Figure 2 shows the forest plot of all included studies in this meta-analysis.

Figure 2. Proportion meta-analysis forest plot of all included studies.

References: Alghizzi and Shami, 2021 [5], Alzahrani et al., 2021 [22], Albarrag et al., 2020 [49], Banjar et al., 2020 [31], Khan et al., 2021 [35], El-Deeb et al., 2018 [36], Al Musawi et al., 2022 [37], Zakai, 2015 [38], El Amin and Faidah, 2012 [39], Almutairi et al., 2024 [40], Alaklobi et al., 2015 [41], Iyer et al., 2014 [42], Abo-Amer et al., 2022 [43], Alarjani et al., 2021 [44], Madani, 2002 [45], Ghanem et al., 2013 [46], Alhussaini, 2016 [47], Alhunaif et al., 2021 [48], Alkuraythi et al., 2023 [50], Panhotra et al., 2005 [51], Al-Tawfiq, 2006 [52], Bukharie and Abdelhadi, 2001 [53], El-Saed et al., 2020 [54], Shibl et al., 1994 [55]

This study investigates the prevalence of MRSA in clinical settings and its resistance patterns to various antibiotics. The findings indicate a significant presence of MRSA strains, particularly within hospital environments, reinforcing the growing concern regarding nosocomial infections. These results align with previous studies that have reported a similar prevalence rate, underscoring the persistent threat posed by MRSA.

Discussion

Antibiotic Resistance

The study found significant resistance to many medications, particularly β-lactams. This is consistent with the literature, which describes MRSA as resistant to methicillin and other penicillin-related antibiotics. What is particularly worrying is the observed resistance to other antibiotic classes, such as fluoroquinolones and aminoglycosides. This underlines MRSA strains' adaptive capabilities, which may complicate treatment options and increase morbidity and fatality rates.
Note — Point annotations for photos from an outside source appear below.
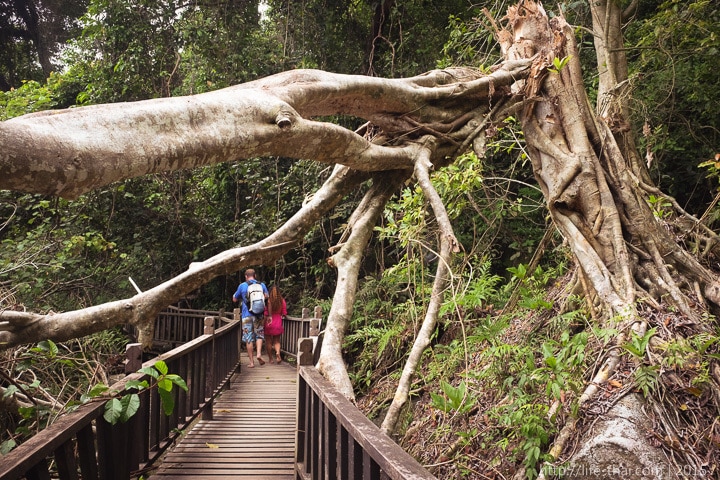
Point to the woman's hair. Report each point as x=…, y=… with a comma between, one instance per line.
x=275, y=300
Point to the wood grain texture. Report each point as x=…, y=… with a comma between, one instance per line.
x=252, y=434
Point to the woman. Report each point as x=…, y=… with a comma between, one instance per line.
x=275, y=314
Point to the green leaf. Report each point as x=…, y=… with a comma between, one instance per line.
x=149, y=371
x=98, y=390
x=177, y=380
x=49, y=347
x=27, y=412
x=164, y=384
x=10, y=391
x=131, y=404
x=161, y=367
x=136, y=385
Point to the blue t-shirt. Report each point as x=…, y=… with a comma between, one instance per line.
x=241, y=294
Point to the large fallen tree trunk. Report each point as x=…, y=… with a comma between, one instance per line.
x=633, y=270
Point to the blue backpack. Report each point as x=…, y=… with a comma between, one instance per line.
x=255, y=298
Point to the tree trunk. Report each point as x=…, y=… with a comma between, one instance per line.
x=634, y=269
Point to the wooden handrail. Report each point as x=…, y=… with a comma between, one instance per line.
x=175, y=326
x=82, y=442
x=337, y=441
x=300, y=327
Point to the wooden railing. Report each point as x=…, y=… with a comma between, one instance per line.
x=176, y=326
x=335, y=440
x=83, y=445
x=302, y=327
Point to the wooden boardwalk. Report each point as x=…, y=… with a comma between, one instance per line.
x=252, y=434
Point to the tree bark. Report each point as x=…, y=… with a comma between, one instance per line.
x=348, y=260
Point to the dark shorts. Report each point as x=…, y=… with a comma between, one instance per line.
x=253, y=329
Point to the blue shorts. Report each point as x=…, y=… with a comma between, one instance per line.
x=253, y=329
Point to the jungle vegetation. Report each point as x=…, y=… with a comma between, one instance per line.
x=499, y=271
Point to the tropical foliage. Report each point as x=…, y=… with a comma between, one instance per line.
x=512, y=350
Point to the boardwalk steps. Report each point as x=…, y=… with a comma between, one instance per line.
x=252, y=434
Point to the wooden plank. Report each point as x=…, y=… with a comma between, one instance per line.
x=251, y=434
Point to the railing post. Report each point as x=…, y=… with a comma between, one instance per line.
x=133, y=357
x=210, y=376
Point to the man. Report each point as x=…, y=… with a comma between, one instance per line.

In comparison to previous research, our study's antibiotic resistance patterns are consistent with global trends. However, geographical variances were found, particularly in antibiotic resistance, which could be attributable to changes in antibiotic-prescribing methods, infection control strategies, and local MRSA strain variety.

Effective Antibiotics 

Certain medications, such as vancomycin and linezolid, remained effective against MRSA strains. This outcome is reassuring, as vancomycin is still one of the last resorts for treating MRSA infections. Nonetheless, the advent of vancomycin-resistant S. aureus (VRSA) in some places necessitates continued surveillance and the prudent administration of this drug to prevent future resistance development.

Limitation

One limitation of this study is that it is based on samples from a single geographic region, which may not accurately reflect global MRSA resistance trends. Future research should aim to use a more diverse sample pool to increase the generalizability of the findings. Furthermore, molecular typing of MRSA strains might reveal more about the genetic processes underlying their resistance patterns, which was outside the scope of our research.

Conclusions

This study emphasizes the high frequency of MRSA in clinical settings and its complicated resistance to different antibiotics. The findings emphasize the need for careful infection control measures and the wise use of antibiotics in combating the spread of MRSA. While vancomycin and linezolid remain effective therapeutic options, the possibility of resistance to these antibiotics necessitates ongoing monitoring.

Further research is needed to investigate the genetic causes of resistance and create novel ways for effectively managing MRSA infections. The continuous global effort to track MRSA developments and resistance patterns is critical for guiding clinical practice and preserving public health.